J. F. French picked up the telephone and without a greeting began to yell. “You want to show your titties, I hear about it already.” Lilo Kusack marveled at the way J. F. French knew what was happening every minute on every stage and in every office. “Show your titties to your gangster man, if you want, I don’t want titties showing in a J. F. French production. We put out entertainment for the whole family.” He listened for a moment, then whirled his chair around so that neither Arthur or Lilo could hear what he was saying. “He said what?” he whispered into the telephone. “What else did he say?” He nodded and said, “All right” and “Where?” and “When?” and then he listened some more, and said, “All right” again, “Let me know,” then hung up and turned back to Lilo and Arthur, a look of satisfaction on his face.

“Moe, the clock’s running,” Lilo said finally. “What do you want me to tell Benny?”

J. F. French rose from behind his desk. “You tell Benny to go fuck himself.”

“Moe …” Lilo began.

“Out,” J. F. French said. “And take Bill Tilden with you.”

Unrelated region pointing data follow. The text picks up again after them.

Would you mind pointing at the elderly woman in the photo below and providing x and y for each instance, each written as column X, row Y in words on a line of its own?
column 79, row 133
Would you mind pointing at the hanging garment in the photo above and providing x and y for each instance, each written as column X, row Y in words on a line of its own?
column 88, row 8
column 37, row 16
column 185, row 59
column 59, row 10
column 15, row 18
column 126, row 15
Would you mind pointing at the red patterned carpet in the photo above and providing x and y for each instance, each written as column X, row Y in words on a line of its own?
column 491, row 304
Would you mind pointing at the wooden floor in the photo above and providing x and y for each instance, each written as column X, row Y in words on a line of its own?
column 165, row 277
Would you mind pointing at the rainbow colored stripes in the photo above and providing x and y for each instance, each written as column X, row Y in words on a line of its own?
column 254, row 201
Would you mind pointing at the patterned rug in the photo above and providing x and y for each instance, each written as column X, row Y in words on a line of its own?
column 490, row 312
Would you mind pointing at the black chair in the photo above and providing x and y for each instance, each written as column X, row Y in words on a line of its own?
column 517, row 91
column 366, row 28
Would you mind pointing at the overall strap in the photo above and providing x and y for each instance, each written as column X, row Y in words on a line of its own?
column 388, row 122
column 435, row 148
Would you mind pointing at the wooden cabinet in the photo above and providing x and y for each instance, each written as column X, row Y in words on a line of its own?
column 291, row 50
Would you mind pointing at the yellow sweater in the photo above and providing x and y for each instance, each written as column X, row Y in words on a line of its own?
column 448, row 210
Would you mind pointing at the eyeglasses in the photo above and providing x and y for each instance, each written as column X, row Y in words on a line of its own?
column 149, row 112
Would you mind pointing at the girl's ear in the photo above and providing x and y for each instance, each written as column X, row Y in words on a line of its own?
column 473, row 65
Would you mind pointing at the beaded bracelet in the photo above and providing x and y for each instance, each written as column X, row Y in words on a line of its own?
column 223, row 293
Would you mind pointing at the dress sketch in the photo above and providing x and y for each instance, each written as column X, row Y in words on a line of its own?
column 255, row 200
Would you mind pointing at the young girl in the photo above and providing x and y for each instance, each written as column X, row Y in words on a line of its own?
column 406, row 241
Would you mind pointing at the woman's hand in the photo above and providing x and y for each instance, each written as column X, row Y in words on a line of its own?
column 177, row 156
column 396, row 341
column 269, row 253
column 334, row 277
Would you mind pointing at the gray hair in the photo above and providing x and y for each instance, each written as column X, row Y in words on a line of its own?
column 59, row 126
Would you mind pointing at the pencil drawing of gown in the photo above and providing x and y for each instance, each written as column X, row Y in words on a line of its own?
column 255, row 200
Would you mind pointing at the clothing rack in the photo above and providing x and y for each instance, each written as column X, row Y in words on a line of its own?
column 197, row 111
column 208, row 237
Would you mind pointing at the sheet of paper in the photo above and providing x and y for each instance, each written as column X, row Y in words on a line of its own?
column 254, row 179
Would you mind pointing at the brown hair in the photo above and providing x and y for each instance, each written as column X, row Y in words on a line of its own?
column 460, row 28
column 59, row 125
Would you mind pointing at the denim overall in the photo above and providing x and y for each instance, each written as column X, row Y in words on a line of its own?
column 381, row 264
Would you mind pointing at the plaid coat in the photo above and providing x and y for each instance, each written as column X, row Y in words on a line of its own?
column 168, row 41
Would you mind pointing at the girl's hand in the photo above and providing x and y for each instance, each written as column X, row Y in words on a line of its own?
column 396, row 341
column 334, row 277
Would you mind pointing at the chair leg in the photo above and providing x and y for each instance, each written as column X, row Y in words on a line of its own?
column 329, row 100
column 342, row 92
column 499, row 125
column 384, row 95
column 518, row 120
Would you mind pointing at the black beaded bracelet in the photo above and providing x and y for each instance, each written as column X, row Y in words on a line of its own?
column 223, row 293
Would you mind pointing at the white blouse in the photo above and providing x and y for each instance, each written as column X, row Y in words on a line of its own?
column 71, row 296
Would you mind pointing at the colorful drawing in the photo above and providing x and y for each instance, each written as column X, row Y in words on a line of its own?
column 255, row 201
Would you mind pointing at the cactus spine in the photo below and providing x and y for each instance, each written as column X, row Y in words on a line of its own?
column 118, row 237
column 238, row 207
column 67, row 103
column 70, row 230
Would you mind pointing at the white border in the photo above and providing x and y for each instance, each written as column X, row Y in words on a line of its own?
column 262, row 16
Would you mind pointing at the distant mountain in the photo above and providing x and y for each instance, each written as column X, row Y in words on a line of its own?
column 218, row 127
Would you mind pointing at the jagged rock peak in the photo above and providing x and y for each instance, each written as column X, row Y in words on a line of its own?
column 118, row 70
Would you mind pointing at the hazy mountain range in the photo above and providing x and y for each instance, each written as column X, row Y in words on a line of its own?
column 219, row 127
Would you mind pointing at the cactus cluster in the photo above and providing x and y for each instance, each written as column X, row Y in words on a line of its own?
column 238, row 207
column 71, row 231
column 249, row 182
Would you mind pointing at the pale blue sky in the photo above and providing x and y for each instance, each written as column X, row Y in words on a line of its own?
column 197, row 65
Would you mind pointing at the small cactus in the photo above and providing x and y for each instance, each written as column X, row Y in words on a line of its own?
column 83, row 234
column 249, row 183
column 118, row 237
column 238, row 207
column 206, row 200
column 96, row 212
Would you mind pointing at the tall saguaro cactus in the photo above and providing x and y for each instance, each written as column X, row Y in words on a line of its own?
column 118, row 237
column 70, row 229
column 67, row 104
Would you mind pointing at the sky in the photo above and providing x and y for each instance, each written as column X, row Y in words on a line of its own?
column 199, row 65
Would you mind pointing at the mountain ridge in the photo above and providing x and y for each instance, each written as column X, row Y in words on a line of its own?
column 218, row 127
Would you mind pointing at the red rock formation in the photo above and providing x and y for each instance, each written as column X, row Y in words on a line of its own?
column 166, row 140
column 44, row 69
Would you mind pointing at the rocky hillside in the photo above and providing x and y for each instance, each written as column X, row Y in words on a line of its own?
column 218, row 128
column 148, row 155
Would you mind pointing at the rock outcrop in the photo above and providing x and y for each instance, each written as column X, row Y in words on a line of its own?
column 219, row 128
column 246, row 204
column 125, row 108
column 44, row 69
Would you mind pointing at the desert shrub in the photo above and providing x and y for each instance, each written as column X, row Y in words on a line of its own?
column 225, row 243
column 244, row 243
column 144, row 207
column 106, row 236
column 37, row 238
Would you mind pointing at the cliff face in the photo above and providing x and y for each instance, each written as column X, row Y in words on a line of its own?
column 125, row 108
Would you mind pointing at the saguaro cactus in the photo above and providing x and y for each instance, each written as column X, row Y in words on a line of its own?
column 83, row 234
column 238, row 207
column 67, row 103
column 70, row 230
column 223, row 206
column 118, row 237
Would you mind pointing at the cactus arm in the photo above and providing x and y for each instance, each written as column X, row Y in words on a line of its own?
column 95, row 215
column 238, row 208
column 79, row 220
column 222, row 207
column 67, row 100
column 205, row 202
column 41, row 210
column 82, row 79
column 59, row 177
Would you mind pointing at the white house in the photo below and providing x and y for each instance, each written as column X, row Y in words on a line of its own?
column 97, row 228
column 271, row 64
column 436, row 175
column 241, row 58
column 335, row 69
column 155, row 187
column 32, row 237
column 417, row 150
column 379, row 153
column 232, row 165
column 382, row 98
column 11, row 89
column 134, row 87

Blue said her instructions from Jacob were to ask J. F. French to meet him at the beach, in Malibu, and to tell him that perhaps he could offer a solution to the labor problems burdening Cosmopolitan
Pictures. When Jacob called the set, she was still caught halfway up the floating staircase, screaming imprecations, paralyzed with fear, a darkened soundstage suggesting to her only that the Communists were at fault, perhaps even Alan Shay, although she did not know what the Fifth Amendment was that he had taken forty-seven times the day before, only that it was un-American, as Mr. French was always saying, and anyway Alan Shay was a terrible director, he had been replaced on
Cotton Candy
, he doesn’t know how to direct children, he’s mean, she had complained to Mr. French, and Alan Shay had been fired, her wish a command, which was perhaps why he had become a Communist. She thought war with Soviet Russia was at hand, and that she was going to die on a fake staircase, surrounded by a bunch of fairy chorus boys in silver tails, at least when Carole died it was quick, one moment she was alive, the next she wasn’t. Then someone rigged a generator, and the lights came on, and she rode the boom down to the stage floor, her makeup blotched by tears, her mascara staining her long white gloves. When she got to her trailer, the telephone was ringing, and it was Jacob, he had already heard about the gaffers walking out and he listened patiently to her talk about the Reds and what they were doing to the Industry, and then he told her to call Moe and give him a message. She did not want to call Mr. French, he was mad at her about Arthur and the way she was treating him, and she wondered why Jacob called him Moe if they had never met, Moe would not like that, but Jacob said some dirty things to her over the phone, and she made the call. It was not until she hung up that she began to wonder how he had known about the strike so quickly, but of course Jackie Heller had told him it was coming up, and Jacob knew immediately that it was an opportunity.

“You got a funny way to get in touch with me,” J. F. French said. He hated the beach and especially the constant, crashing sound of the waves. It was something he could not control, and he insisted on total control. “Why not just call?”